Sonntag, 7. September 2014

Haz almak tehlikeli midir?

Haz almanın çoğu dinler tarafından hoş görülmediği aşikardır, bilhassa içinde yaşadığımız islam dininin hazza karşı sergilediği tutum çok daha serttir. Her konumda asketik bir tutum sergileyerek vücudu zihinden ayırmaya çalışır. Ayrım yaptığı için de vücudu lanetliyebiliyor, zihne ise yüksek değer biçebilmektedir. Vücudu kontrol altına alabilmek için bazı yöntemler geliştirip, acı çektirmeyi mükafatlandırmış ve istenilen bir durum haline getirmeyi başarmıştır. Mesela gün boyunca oruç tutulduktan sonra iftar geldiğinde en güzel yemekler onu mükafatlandırmak icin olduğu gibi.  Genelde vaat edilen mükafatlar öbür dünyada tahsis edileceğinden, kısa süren hayat içinde haz almayı ertelemek pek de zor sayılmayacaktır. Karşı cinsiyete duyulan yakınlığın mükafatı cennette misli misline geri döneceği vaat edilir. Bu durumda da şu anki alabileceği hazı kolaylıkla erteleyebiliyor.

Bireyi kendi vücudundan ayırdığı gibi kadın ve erkeği de birbirinden ayırıyor. Karşı cinse yaklaşmanın tek nedeni soyunu devam ettirmek için yapılması gereken mekanik bir işlem haline gelebiliyor. Cinsellik haz alındığı için değil, görev olduğu için yerine getiriliyor. Her şekilde kadını çekici kılacak olgular saklanmak şartıyla örtülmekle kalmıyor, aynı zamanda onun yaşam alanı da erkeklerinkinden ayrılıyor. Böylelikle cinsiyetler beraber yaşamak yerine iki ayrı dünyada, birbirlerini tanıma fırsatı bulamadan görev icabı yanyana yaşıyorlar. Onlar kendilerine vaat edilen görevi yerine getirmek için kendilerine biçilen rolleri üstleniyor, kendi hayatlarını yaşayamıyorlar.

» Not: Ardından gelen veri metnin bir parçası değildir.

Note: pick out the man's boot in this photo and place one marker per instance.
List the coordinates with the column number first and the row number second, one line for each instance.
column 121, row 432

Yaşama ayrım getirmekle ve ayrı olana belli roller biçerek hayat basitleştirilebiliyor. İyinin ve kötünün ne olduğu, neyin önemsenmesi gerektiği belirlenmiş oluyor. Zihnin vücuttan daha önemli olduğunu bu nedenle önemsiz vakanın hor görülebileceği sonucu ortaya çıkabiliyor. Vücudun hor görüldüğü o camiada toplanan insanların genelde tombul yapıya sahip olmasından anlaşılır. İyinin kötünün belli olduğu dünyada neden spor yapılsın ki? Kötü görülen vaka spor ile neden mükafatlandırılsın ki? Geçici dünyada buna zaman ayırmak günah değil mi?

Ne kadar ayrım ile hayat basitleştirilmiş olsa da, o kadar da yozlaşabiliyor. Görev tahsisi ile cinsiyetler arası çatışmayı belli derecede, roller dışına çıkılmadıkça önleyebiliyor ama diğer taraftan oyun oynamayı da ortadan kaldırmış oluyor. Oyun karşı cinsi beğendikten sonra onun dikkatini üzerine çekebilmek için yapılan hamlelerden oluşur. Makyaj yapmak kadınlarda, vücut geliştirmek ise erkeklerde en belirgin oyunlardan bir tanesidir. Tiyatrolara konu olan dramlar kadın erkek ilişkisi üzerine kuruludur. Ferhat bile sevdiği Şirin'i elde edebilmek için kayaları oymuştur.

Oyun oyuncunun fantazisine göre değişir, dahası fantazisini geliştirir. Umduğu sonucu elde ettiği zaman ki alabileceği hazı başka hiç bir yerde tadamaz, çünkü kendi emeği ile başarıya ulaşmış olması ona özgüven verir. O şimdiye kadar yapmadığı yepyeni birşey yapmıştır, o yeni bir şey doğurmuştur. Yeni bir şeyin verdiği haz kadar başka haz yoktur: tanrı gibi üretebilmenin verdiği haz. Haz ayrımı ortadan kaldırır, haz değişik şeylerin birleşme anında ortaya çıkan orgazm denebilecek yeni bir enerjidir. Hazı ortadan kaldırmakla sevinci de ortadan kaldırmış olur, severek birşeyler üretmenin de önüne geçmiş olur. Amaç hazır rollere bürünerek karmaşanın üstesinden gelmek olmamalıdır, amaç karmaşayı doğurmak için kullanabilmek olmalıdır. Karmaşa yeniliği de beraberinde getirir, çözülme anında haz verir. Bu şansı taşıyabilmek için karmaşaya da izin verilmelidir.